In the beginning of February, I stumbled upon this article on CNN.com:
I didn’t know that the National Park Service was turning 100 in 2016, so that grabbed my attention immediately.
I love that CNN is launching a year-long series to celebrate. I can’t wait to see what they publish.
This first kick-off article focuses on Yellowstone National Park, the first federal park to be created, in 1872.
Its anniversary, the 144th this year, is March 1st.
The National Park Service was established on August 25, 1916, by way of the Organic Act. Back then, it protected the existing 14 national parks, 21 monuments, two reservations, and “those yet to be established.”

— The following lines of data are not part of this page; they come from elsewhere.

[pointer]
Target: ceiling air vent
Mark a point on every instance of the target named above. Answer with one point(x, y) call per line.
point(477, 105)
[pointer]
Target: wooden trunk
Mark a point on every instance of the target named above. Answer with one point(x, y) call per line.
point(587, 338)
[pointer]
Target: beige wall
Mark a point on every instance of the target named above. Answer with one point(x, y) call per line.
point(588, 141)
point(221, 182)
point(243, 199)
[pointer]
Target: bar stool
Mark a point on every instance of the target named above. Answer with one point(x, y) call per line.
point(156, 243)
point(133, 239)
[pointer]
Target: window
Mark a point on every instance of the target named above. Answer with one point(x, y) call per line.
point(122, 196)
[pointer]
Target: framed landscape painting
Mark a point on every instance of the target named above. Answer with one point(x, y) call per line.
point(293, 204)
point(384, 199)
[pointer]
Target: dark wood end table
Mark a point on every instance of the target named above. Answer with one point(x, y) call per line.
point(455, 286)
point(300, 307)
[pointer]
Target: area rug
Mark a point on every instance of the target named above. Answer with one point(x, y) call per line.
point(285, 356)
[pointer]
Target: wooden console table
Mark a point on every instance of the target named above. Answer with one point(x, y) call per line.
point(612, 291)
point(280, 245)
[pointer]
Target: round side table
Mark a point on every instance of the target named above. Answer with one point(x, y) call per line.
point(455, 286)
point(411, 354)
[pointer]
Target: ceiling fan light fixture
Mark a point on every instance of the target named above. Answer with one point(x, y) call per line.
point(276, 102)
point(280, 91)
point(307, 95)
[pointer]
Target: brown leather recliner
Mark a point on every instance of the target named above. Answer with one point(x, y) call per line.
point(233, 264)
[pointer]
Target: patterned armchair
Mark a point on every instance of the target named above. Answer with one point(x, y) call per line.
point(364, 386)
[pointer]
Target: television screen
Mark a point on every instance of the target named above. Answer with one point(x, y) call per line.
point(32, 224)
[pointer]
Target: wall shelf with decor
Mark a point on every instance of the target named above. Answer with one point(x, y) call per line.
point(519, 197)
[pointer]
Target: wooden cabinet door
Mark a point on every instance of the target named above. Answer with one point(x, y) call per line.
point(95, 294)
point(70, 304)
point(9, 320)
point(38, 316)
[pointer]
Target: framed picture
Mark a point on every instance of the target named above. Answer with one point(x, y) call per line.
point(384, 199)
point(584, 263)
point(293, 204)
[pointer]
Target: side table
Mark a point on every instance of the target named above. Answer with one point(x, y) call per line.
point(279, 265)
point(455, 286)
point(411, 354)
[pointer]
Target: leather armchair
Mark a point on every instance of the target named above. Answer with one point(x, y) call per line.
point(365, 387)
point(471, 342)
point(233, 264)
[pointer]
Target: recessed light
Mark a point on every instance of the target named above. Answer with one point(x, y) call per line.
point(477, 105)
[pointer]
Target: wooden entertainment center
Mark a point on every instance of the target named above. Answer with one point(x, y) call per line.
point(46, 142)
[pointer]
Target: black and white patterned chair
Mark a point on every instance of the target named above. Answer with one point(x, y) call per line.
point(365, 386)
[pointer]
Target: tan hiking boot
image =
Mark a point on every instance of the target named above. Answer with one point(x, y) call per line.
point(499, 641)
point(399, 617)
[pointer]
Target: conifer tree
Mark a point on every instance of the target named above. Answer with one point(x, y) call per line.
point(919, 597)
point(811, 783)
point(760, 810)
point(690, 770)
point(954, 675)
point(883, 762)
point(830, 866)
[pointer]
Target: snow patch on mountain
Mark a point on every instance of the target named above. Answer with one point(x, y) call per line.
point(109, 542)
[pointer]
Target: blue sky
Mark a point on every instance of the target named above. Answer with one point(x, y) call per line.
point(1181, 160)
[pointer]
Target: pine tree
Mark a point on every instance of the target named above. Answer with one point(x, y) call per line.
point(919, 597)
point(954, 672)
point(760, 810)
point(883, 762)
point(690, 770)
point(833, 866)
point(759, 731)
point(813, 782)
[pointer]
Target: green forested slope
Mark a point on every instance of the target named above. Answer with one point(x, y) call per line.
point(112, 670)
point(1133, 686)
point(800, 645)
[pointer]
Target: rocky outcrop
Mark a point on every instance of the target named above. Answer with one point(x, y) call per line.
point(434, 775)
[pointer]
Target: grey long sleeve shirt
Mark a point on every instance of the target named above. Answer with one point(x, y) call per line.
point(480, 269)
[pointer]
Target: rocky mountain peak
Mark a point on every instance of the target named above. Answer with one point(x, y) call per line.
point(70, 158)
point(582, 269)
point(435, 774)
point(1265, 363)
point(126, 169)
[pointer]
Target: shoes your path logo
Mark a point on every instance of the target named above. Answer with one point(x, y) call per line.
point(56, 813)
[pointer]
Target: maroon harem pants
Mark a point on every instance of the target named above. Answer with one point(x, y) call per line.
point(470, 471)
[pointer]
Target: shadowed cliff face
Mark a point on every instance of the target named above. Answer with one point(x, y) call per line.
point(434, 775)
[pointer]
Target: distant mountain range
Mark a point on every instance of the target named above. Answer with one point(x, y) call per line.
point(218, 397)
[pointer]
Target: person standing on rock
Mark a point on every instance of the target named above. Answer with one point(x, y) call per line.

While reading this article, I recognized John Muir’s name immediately. I remembering researching him and the Sierra Club in high school. I took Visual Arts in my junior and senior years, and I had to have a focus, or an overall theme, for my final presentation at the end of my senior year. I was drawn (no pun intended) to flowers, nature, and landscapes, so I made environmentalism my overall theme. I remember being fascinated by Muir and his work to help conserve our land, dreaming of the day that I would get to experience the lands that he worked to protect.
Sadly, Muir died two years before the National Park Service was created. He died on Christmas Eve 1914, at age 76, of pneumonia.
However, his legacy lives on.
He helped establish Yosemite National Park in 1890, and has been lauded as an inspiration to both Scotland and the U.S.
His name, in the U.S., is on a 211-mile hiking trail in the Sierra Nevada, a national monument, a beach, a glacier, a college, a camp, and a mountain.
In Scotland, his name is on a 130-mile long distance route. In 2013, the first ever John Muir Day was celebrated in the country, to mark the 175th anniversary of the conservationist’s birth.
Reading this article, it’s chock full of history that you just don’t see in the history textbooks today. Personally, this article has inspired me to dig deeper. I want to learn as much as I can about the National Park Service, Hetch Hetchy Valley, artist George Caitlin, Stephen Mather, and the National Geographic Society.
It also makes wanna get away. Between reading this article and recently chronicling My Bucket List, I want to go West as soon as possible!